Van Eck says the challenges besetting the mining industry stem from a combination of global and local factors.
"Internationally, commodity prices are still under pressure as a result of the Eurozone crisis and are not likely to recover in the short term," she says.
"The one potential bright spot is China, which is reportedly planning to boost its economic growth by pushing infrastructure investment. If that materialises, it could have a positive impact on the prices of metals such as copper and iron in 2013."
However, mining companies should not bank on an early price recovery, nor should they rule out the prospect of further downgrades of South Africa by international rating agencies.
Nationalisation in another guise?
"Concerns about the risks of investing in this country have not necessarily gone away since the ANC’s Mangaung conference," van Eck says.
"As everyone predicted, the focus of the conference was on leadership politics and not policy decisions. Yet again investors were left without clarity on the issues that have been fuelling anxiety about the future of the mining industry – and that includes nationalisation."

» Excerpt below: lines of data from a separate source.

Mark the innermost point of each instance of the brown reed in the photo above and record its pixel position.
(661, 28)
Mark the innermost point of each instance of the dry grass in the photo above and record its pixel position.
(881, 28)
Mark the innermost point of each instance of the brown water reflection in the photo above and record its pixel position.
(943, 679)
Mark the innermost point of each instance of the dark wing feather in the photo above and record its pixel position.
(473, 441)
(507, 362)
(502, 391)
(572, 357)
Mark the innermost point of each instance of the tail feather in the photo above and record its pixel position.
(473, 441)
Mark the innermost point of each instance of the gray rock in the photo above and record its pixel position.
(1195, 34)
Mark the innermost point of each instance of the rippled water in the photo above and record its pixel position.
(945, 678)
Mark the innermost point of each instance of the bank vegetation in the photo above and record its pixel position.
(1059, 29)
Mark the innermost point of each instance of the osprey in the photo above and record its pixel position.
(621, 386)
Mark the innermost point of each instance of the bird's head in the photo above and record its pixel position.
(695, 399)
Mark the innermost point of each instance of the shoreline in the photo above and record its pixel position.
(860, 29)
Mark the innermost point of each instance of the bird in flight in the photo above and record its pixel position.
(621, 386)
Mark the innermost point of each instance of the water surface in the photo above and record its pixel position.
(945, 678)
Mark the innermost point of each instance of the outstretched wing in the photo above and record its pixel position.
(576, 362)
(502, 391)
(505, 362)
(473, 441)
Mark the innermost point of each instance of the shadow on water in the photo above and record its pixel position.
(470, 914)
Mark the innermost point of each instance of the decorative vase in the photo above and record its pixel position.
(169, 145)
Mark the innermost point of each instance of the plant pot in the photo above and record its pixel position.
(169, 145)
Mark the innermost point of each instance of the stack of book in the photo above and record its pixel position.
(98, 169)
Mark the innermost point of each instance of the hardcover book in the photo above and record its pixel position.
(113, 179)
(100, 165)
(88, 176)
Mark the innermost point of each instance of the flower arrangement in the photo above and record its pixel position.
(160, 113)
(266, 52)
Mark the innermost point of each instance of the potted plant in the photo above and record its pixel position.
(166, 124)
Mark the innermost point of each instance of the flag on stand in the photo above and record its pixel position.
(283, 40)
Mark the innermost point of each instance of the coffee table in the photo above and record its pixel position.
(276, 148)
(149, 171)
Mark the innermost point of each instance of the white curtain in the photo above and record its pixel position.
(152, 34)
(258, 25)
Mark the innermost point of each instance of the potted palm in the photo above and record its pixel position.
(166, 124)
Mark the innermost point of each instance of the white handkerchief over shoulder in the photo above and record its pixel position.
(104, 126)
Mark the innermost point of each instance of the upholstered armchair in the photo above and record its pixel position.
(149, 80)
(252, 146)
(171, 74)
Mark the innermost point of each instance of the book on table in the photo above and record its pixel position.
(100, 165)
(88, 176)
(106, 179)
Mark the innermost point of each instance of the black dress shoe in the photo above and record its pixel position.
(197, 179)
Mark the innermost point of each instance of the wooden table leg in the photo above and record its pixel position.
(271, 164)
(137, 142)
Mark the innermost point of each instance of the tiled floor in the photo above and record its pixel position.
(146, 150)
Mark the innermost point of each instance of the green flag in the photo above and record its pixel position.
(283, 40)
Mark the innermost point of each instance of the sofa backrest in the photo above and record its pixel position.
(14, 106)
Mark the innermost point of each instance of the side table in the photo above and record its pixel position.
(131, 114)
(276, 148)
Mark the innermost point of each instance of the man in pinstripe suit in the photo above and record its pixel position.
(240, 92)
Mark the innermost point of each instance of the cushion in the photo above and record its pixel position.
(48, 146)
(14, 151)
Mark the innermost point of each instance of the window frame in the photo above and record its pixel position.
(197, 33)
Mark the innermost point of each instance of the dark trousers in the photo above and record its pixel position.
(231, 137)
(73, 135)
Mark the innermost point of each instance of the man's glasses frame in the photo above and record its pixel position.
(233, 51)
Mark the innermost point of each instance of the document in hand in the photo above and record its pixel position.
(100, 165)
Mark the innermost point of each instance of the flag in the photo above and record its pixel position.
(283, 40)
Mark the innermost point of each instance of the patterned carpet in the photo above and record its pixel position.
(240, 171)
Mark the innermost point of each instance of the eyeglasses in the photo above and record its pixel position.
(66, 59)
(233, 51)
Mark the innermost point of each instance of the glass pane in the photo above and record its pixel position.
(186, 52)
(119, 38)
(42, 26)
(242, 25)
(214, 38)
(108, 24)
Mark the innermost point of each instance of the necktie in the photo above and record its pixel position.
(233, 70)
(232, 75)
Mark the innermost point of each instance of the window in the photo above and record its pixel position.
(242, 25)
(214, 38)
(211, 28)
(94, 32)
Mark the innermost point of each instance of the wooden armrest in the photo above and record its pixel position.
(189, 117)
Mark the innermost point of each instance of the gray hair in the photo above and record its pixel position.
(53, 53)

On the face of it, nationalisation was rejected as ANC policy at Mangaung. "Yes, nationalisation as defined by the ANC Youth League is off the cards but there are some indications that another form of nationalisation might be considered," van Eck says. "Specifically, there is talk of increasing government’s interest in strategic minerals."
Strategic minerals are minerals regarded as essential to the national interest such as uranium, the supply and price of which is controlled by the state.
"Now there is talk of classifying coal as a strategic mineral as well with the aim of securing Eskom’s coal supply after 2018," she says. "Depending on how it is done, declaring coal a national asset could amount to nationalising it. There is a very fine line between nationalisation and managing the supply of a strategic mineral."
The Mangaung conference also barely debated another highly contentious issue – the introduction of a super-tax on mining companies.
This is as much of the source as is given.